Not all miracles come immediately, but God is always working. I've had this conversation with two different people in the last 24 hours, so I feel the need to share it here. Wether you get your miracle immediately, or if its delayed, God is always in control. Four years ago, I wanted to purchase a different home, but it didn't work out. That's because God knew that I would need the home I have now with a payment I could afford once I was on my own. Two and a half years ago, He led me to a little church, knowing how much I would need that family in my life this last year.

Don't lose faith. Your blessing is coming. It might take time, but it could also happen immediately. Keep the faith and trust God.

Sunday, February 19, 2017

May I Never Lose the Wonder of Your Mercy

Today, in Sunday School, we each took a moment to talk about when we first gave our hearts to God. I still tear up each time I think about my Noel moment. As I sat there, waiting for my turn, I realized, there is no one word to describe it. I don't think I could string together a sentence to describe it. It was relief, forgiveness, mercy, and love all wrapped up together in one moment when I realized that God truly loved me.

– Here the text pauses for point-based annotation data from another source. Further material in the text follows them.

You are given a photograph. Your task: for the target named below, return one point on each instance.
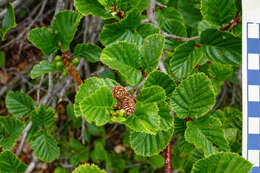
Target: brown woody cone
(128, 104)
(120, 92)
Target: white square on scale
(253, 125)
(253, 30)
(253, 61)
(253, 93)
(253, 157)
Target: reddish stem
(168, 159)
(232, 24)
(69, 67)
(198, 45)
(188, 119)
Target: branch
(152, 19)
(32, 165)
(168, 159)
(160, 5)
(14, 4)
(25, 133)
(175, 37)
(232, 24)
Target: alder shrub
(171, 59)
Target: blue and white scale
(251, 82)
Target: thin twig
(152, 19)
(25, 133)
(38, 91)
(160, 5)
(83, 130)
(14, 4)
(168, 159)
(221, 97)
(231, 24)
(32, 165)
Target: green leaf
(160, 79)
(156, 94)
(45, 147)
(86, 7)
(44, 39)
(175, 28)
(166, 119)
(221, 46)
(149, 145)
(43, 117)
(125, 58)
(153, 94)
(88, 88)
(79, 157)
(10, 163)
(169, 13)
(151, 51)
(204, 25)
(123, 30)
(147, 29)
(156, 161)
(99, 153)
(222, 163)
(11, 129)
(190, 12)
(43, 68)
(218, 12)
(139, 4)
(220, 71)
(194, 97)
(97, 107)
(2, 59)
(19, 104)
(65, 25)
(206, 134)
(75, 144)
(90, 52)
(8, 21)
(145, 118)
(86, 168)
(184, 59)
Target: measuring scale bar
(251, 82)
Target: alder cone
(124, 100)
(128, 104)
(120, 92)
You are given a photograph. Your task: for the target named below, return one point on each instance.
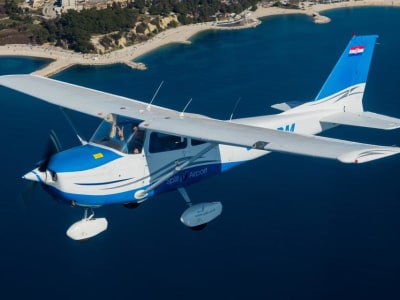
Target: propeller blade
(25, 196)
(53, 147)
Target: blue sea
(292, 227)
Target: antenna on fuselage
(186, 106)
(155, 95)
(82, 140)
(234, 108)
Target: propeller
(53, 147)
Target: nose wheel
(197, 216)
(88, 227)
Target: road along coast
(63, 59)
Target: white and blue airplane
(141, 150)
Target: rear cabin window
(160, 142)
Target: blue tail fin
(352, 67)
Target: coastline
(63, 59)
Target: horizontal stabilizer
(363, 119)
(287, 105)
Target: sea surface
(292, 227)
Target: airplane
(140, 150)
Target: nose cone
(35, 175)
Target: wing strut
(144, 193)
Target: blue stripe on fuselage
(81, 158)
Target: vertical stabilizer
(352, 68)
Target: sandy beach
(63, 59)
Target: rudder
(352, 67)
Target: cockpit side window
(160, 142)
(120, 133)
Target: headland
(63, 59)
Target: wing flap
(78, 98)
(99, 104)
(231, 133)
(363, 119)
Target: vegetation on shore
(118, 25)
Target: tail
(340, 98)
(344, 88)
(350, 73)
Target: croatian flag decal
(356, 50)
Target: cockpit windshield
(120, 133)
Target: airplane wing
(99, 104)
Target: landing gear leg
(87, 227)
(197, 216)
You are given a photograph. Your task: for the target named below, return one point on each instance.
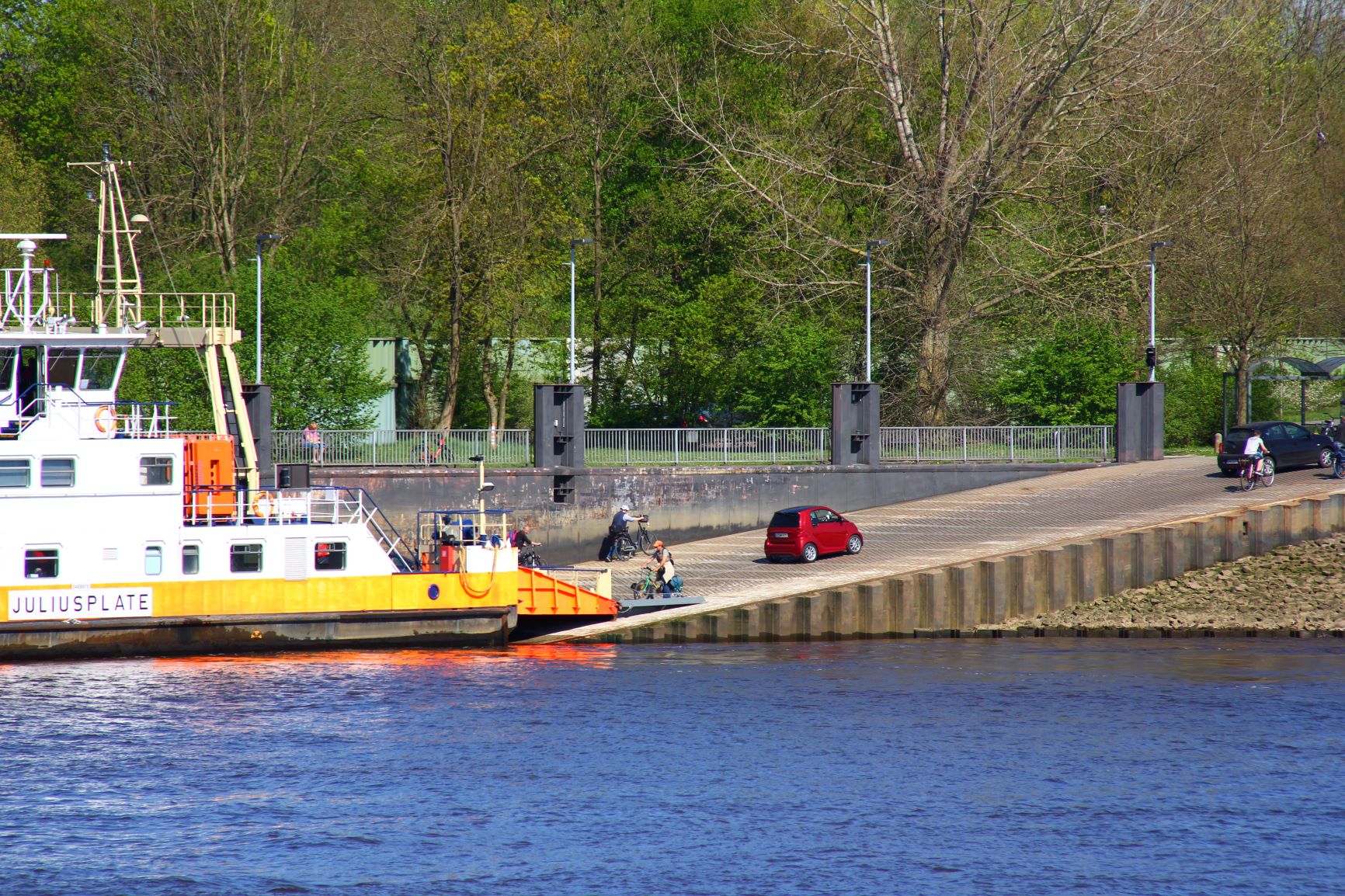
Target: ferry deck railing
(235, 506)
(406, 447)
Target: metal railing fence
(736, 446)
(406, 447)
(920, 444)
(698, 447)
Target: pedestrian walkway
(963, 526)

Each moment since has been just as incredible. I look back at the last 7 months, the last year, and I am in awe at all He has done for me. At how my God, my Savior, my Strength, has carried me through all the storms the enemy has thrown at me. I could not have done it without Him.

We all stumble and fall, but with God's grace and mercy, we can get back up. Don't let Satan knock you off track. Stand firm in Christ. I feel like I lost and that has been the hardest thing to deal with. I prayed for my marriage. I prayed for my husband. I did all I could, but in the end, I wasn't enough.

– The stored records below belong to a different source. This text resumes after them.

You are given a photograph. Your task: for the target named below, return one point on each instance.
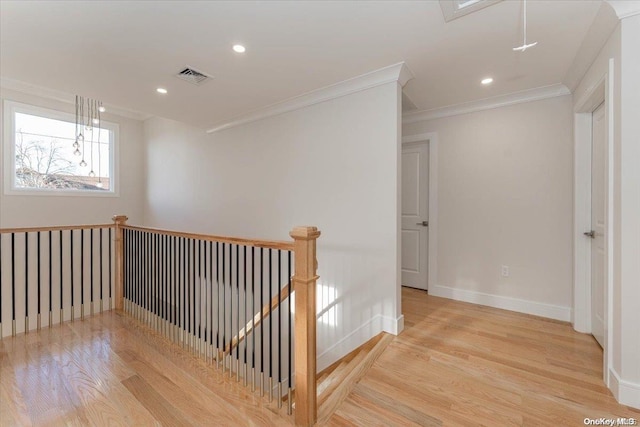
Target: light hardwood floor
(455, 364)
(108, 371)
(463, 364)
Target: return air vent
(193, 76)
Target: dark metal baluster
(26, 283)
(73, 310)
(61, 278)
(279, 283)
(199, 300)
(102, 264)
(244, 313)
(175, 285)
(156, 282)
(145, 277)
(290, 338)
(110, 283)
(211, 300)
(270, 325)
(126, 293)
(91, 271)
(224, 308)
(192, 298)
(1, 330)
(50, 282)
(135, 284)
(82, 274)
(165, 284)
(39, 322)
(230, 309)
(13, 285)
(184, 293)
(261, 322)
(238, 312)
(253, 318)
(217, 305)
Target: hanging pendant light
(88, 122)
(524, 46)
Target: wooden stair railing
(257, 319)
(303, 283)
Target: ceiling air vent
(193, 76)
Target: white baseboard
(391, 325)
(353, 340)
(625, 392)
(508, 303)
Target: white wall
(505, 198)
(333, 165)
(33, 211)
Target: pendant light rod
(524, 46)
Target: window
(40, 156)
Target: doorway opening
(418, 231)
(593, 204)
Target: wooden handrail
(257, 319)
(304, 286)
(271, 244)
(54, 228)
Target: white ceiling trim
(625, 8)
(67, 98)
(394, 73)
(487, 103)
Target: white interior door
(415, 215)
(598, 226)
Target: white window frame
(10, 189)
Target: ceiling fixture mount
(524, 46)
(193, 76)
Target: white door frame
(432, 139)
(600, 92)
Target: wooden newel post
(119, 220)
(304, 285)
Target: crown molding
(394, 73)
(625, 8)
(487, 103)
(56, 95)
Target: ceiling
(120, 52)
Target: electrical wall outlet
(504, 271)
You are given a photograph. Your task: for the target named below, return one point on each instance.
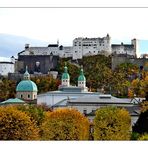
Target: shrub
(65, 124)
(16, 125)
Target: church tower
(81, 79)
(65, 77)
(26, 89)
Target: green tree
(16, 125)
(36, 112)
(111, 123)
(141, 125)
(65, 124)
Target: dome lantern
(81, 79)
(26, 74)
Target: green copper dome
(65, 75)
(26, 85)
(81, 77)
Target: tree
(36, 112)
(16, 125)
(141, 125)
(112, 123)
(65, 124)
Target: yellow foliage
(16, 125)
(144, 106)
(112, 123)
(65, 124)
(130, 93)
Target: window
(84, 111)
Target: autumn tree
(141, 125)
(7, 89)
(16, 125)
(112, 123)
(36, 112)
(65, 124)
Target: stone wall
(37, 63)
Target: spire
(81, 71)
(81, 79)
(65, 76)
(26, 74)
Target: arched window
(28, 96)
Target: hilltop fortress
(85, 47)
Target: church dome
(26, 85)
(65, 75)
(81, 76)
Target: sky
(65, 24)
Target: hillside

Just days before he left, I could not get this song out of my head. Over and over I kept singing it, clinging to Jesus. I didn't know what was coming, but He did. He knew my world was about to be shattered. He was drawing me close, preparing me.


He has restored my joy, but He also knows the burden I still carry. Guilt over what I could have done differently. Sorrow over what I lost. So many times, I have felt like I lost. I was in a battle that I couldn't win and I carry that shame with me. I did all I could, but in the end, it wasn't enough.

Satan attacked, and he may think he won, but I serve a God that is much higher than him. They hung my Savior on the cross and killed him. But 3 days later, He rose from the grave and conquered death. He took my sins and washed them clean with His blood. The darkness will never win because I serve a God who is full of love, mercy and light.